A revolution is unfolding across America and the world, and countless women will be presiding this weekend over Easter and Passover celebrations. In just a few decades, women have come to dominate many seminaries and rabbinical schools and are increasingly taking over the pulpit at congregations across the country. “What we’re seeing before our very eyes is a dramatic shift; in my mind it’s as big as the Protestant Reformation,” says the Rev. Serene Jones, the first woman president of New York City’s Union Theological Seminary — where almost 60 percent of the students are now female.
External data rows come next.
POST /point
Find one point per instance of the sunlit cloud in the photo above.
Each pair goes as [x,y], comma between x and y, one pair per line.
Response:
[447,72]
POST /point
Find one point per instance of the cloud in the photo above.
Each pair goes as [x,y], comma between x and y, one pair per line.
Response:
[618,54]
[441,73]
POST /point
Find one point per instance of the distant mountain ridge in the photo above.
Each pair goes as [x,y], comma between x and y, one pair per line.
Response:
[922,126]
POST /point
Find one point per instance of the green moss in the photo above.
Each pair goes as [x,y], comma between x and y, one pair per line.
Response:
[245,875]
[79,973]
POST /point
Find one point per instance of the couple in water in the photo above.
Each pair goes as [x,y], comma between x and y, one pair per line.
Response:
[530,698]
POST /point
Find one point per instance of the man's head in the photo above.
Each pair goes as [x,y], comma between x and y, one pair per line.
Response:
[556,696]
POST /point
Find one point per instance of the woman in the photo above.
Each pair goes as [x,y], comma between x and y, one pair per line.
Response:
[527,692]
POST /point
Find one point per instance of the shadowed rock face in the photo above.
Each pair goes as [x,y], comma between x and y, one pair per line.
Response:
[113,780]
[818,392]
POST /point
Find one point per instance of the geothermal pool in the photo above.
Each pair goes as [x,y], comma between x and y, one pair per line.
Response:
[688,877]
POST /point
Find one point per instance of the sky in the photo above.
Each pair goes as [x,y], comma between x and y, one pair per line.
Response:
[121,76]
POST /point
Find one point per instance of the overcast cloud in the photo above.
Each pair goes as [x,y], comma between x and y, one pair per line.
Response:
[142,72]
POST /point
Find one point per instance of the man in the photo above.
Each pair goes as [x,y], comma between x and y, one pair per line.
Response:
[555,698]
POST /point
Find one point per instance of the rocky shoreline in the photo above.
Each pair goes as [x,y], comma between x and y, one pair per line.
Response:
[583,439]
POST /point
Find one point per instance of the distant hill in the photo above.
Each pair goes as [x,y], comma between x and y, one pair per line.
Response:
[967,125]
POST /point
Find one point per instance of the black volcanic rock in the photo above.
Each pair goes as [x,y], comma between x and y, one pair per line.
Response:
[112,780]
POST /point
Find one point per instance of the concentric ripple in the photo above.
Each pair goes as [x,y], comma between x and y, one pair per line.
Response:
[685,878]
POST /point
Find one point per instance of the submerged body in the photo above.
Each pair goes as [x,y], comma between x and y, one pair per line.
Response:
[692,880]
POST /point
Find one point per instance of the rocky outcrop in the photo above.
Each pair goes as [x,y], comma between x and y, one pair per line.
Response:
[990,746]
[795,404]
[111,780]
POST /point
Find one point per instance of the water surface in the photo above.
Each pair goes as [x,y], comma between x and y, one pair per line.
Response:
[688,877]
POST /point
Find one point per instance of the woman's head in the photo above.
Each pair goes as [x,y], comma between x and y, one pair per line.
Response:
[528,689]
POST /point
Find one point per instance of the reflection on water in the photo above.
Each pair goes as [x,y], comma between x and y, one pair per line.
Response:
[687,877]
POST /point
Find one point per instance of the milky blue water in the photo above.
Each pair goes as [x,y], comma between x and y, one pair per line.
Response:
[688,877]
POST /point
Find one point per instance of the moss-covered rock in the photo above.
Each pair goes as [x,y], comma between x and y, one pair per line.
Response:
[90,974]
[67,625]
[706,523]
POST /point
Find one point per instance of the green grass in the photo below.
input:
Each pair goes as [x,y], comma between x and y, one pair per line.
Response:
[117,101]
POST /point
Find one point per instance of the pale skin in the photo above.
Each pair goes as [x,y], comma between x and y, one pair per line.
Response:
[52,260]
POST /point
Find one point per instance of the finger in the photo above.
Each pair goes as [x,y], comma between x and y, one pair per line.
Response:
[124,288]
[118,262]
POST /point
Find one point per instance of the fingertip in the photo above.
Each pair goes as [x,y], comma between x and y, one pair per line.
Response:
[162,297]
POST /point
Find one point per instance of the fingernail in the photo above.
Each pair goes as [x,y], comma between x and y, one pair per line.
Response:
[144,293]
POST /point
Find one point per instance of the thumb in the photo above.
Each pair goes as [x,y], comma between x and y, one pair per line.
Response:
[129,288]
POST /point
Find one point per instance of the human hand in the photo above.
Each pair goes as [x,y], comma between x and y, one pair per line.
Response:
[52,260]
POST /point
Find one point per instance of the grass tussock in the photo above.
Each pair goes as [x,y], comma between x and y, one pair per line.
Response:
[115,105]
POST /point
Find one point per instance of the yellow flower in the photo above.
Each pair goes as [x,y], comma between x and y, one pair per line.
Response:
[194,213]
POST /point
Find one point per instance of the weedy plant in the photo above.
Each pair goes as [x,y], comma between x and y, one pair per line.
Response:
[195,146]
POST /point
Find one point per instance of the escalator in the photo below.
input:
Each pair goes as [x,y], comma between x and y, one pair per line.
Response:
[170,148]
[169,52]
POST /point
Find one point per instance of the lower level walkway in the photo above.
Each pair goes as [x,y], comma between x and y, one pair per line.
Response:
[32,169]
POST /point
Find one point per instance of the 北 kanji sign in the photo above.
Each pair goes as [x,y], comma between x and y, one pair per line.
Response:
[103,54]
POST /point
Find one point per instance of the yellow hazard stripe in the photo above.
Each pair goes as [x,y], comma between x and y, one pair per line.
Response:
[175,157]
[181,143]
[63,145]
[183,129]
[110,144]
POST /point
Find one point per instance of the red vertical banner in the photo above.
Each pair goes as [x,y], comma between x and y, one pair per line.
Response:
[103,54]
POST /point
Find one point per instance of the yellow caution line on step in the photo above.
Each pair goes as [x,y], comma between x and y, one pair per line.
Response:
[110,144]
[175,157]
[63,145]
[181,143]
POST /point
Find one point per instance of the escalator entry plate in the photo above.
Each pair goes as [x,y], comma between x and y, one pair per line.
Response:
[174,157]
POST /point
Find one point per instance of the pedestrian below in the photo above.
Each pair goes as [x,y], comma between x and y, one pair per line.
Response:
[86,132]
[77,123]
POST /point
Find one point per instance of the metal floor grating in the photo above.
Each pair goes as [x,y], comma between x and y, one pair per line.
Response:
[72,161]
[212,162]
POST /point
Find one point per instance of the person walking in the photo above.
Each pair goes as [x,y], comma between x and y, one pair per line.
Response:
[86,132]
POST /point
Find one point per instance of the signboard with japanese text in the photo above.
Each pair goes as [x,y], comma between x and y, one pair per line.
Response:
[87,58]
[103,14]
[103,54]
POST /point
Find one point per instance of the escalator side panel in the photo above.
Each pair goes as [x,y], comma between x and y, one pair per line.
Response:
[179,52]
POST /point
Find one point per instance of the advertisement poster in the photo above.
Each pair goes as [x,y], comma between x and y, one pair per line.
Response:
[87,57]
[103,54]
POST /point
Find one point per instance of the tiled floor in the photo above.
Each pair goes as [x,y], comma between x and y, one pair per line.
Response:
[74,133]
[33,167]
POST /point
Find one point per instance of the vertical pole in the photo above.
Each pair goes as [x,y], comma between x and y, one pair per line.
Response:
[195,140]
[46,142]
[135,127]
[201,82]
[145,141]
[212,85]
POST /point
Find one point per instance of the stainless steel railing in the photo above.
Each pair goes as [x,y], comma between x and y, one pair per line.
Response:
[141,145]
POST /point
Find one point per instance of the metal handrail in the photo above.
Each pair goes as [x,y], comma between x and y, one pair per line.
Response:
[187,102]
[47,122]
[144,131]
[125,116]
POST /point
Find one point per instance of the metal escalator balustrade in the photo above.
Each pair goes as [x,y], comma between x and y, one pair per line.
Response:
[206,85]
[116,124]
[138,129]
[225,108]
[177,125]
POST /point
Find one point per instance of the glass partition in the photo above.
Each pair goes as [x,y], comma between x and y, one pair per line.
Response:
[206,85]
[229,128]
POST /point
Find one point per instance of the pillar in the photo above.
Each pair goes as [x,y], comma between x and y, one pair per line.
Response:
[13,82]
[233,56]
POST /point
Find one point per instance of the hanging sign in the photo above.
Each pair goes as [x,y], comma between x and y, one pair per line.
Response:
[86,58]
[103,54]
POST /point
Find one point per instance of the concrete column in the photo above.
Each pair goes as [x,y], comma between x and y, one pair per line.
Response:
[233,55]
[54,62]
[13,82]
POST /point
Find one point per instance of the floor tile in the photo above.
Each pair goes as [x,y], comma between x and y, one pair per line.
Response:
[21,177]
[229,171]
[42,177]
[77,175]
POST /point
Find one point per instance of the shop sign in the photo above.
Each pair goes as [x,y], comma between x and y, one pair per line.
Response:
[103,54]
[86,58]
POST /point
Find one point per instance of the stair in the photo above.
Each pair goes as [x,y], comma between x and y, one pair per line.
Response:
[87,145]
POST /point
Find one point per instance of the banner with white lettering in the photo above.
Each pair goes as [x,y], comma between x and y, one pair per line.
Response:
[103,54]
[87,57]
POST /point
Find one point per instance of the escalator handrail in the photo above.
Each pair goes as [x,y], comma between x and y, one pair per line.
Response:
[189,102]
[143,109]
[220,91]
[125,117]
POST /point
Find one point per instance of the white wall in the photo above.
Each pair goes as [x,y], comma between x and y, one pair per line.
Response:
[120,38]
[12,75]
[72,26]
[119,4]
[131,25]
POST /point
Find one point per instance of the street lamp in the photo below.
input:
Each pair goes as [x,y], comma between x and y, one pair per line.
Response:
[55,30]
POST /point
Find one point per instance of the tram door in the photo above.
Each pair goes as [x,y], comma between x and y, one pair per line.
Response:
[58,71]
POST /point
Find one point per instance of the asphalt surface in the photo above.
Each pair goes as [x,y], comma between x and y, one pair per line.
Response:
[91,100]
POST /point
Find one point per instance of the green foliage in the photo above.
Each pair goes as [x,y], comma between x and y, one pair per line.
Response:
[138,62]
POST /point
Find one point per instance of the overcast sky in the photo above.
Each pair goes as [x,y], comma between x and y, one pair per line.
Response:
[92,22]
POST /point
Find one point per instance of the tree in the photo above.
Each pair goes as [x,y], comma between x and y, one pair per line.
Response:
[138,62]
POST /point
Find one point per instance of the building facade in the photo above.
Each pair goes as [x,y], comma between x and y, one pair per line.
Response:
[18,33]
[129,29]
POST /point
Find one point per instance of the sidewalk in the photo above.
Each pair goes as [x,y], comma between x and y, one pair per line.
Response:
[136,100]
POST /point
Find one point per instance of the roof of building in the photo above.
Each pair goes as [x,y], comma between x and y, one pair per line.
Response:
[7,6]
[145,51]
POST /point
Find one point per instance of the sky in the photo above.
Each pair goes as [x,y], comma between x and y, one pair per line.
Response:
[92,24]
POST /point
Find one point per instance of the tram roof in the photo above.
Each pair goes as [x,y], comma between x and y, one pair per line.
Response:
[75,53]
The most important trend in the world, I believe, is the empowerment of women. This is transforming society and the global economy...Why is a man writing this column? Frankly, because women’s rights aren’t “just a woman’s issue,” any more than civil rights were “just a black issue.” We all have an interest in a more fair society — and if only women speak up for gender equity, they may be dismissed as shrill “hyenas.”
“Every time a man interrupts the culture of dominance — and treats both women and men as unique individuals who are valuable for our hearts and minds and actions, not for how we look or where we are in some hierarchy — we are closer to being linked, not ranked,” Steinem told me. “Fathers have a big chance to do this just by listening to their daughters, and showing them that they’re worth listening to. Co-workers can do this by not commenting on a woman’s appearance when they wouldn’t say the same of a man."